Ma la rimozione delle pietre nel sito, a 3 km da una attrazione turistica protetta, ha attirato critiche da parte di un archeologo dilettante locale, Christian Obeltz.
Il suo post sul blog accusava le autorità locali di “denaturare questo sito riconosciuto a livello globale” e denunciava “diverse evoluzioni improvvisate nelle vicinanze degli allineamenti di menhir di Carnac, che distorcono questo sito di fama mondiale”, attirando l’attenzione internazionale.
Il sito fa parte di una domanda per lo status di Patrimonio Mondiale dell’UNESCO che doveva essere presentata al Ministero della Cultura francese alla fine di settembre scorso, sosteneva il sig. Obeltz.
Questo caso ha sollevato un dibattito sulla protezione del patrimonio archeologico e sull’equilibrio tra lo sviluppo economico e la conservazione dei siti storici.
Le pietre di Carnac fanno parte di un complesso di allineamenti megalitici unici al mondo, che consistono in migliaia di menhir e dolmen che si estendono per diversi chilometri.
Questi monumenti sono stati oggetto di studio da parte degli archeologi per molti anni e hanno svelato importanti informazioni sulle società preistoriche che li hanno costruiti.
La decisione del sindaco di autorizzare la rimozione delle pietre per costruire un negozio di fai-da-te ha suscitato indignazione tra coloro che ritengono che il valore storico e culturale del sito dovrebbe essere preservato.
Christian Obeltz ha affermato che l’approvazione di tale progetto potrebbe compromettere la possibilità di ottenere lo status di Patrimonio Mondiale dell’UNESCO per i siti megalitici di Carnac.

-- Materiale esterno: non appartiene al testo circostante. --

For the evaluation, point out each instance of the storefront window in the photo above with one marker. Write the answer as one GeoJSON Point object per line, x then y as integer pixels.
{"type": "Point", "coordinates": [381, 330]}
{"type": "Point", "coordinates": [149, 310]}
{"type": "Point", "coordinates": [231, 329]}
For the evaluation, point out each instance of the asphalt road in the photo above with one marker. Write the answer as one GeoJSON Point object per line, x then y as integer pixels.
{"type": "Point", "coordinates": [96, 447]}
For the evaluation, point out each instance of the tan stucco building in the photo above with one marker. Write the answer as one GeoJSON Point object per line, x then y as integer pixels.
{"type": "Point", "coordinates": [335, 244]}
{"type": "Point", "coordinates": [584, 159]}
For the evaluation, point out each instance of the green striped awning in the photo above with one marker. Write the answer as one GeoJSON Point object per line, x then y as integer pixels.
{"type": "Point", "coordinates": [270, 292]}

La comunità locale si è divisa sull’argomento, con alcuni che sostengono la necessità di sviluppo economico e altri che vogliono preservare il patrimonio storico per le generazioni future.
Il dibattito si è diffuso anche a livello nazionale, con molti esperti che esprimono preoccupazione per la crescente pressione sulle risorse archeologiche del paese e la mancanza di una politica chiara di conservazione.
Alcuni suggeriscono che una soluzione potrebbe essere quella di trovare un compromesso tra lo sviluppo economico e la conservazione del patrimonio storico, magari spostando il sito del negozio di fai-da-te in una posizione diversa per preservare le pietre di Carnac.
In ogni caso, l’episodio a Carnac ha evidenziato la sfida di bilanciare i progressi economici con la tutela del patrimonio culturale e archeologico, una questione che riguarda non solo la Francia ma molti altri paesi in tutto il mondo.
È fondamentale rispettare e proteggere i siti storici per garantire che le generazioni future possano apprezzare e imparare dalla nostra eredità culturale, un obiettivo che richiede una cooperazione internazionale e un impegno condiviso per preservare il nostro passato per il futuro.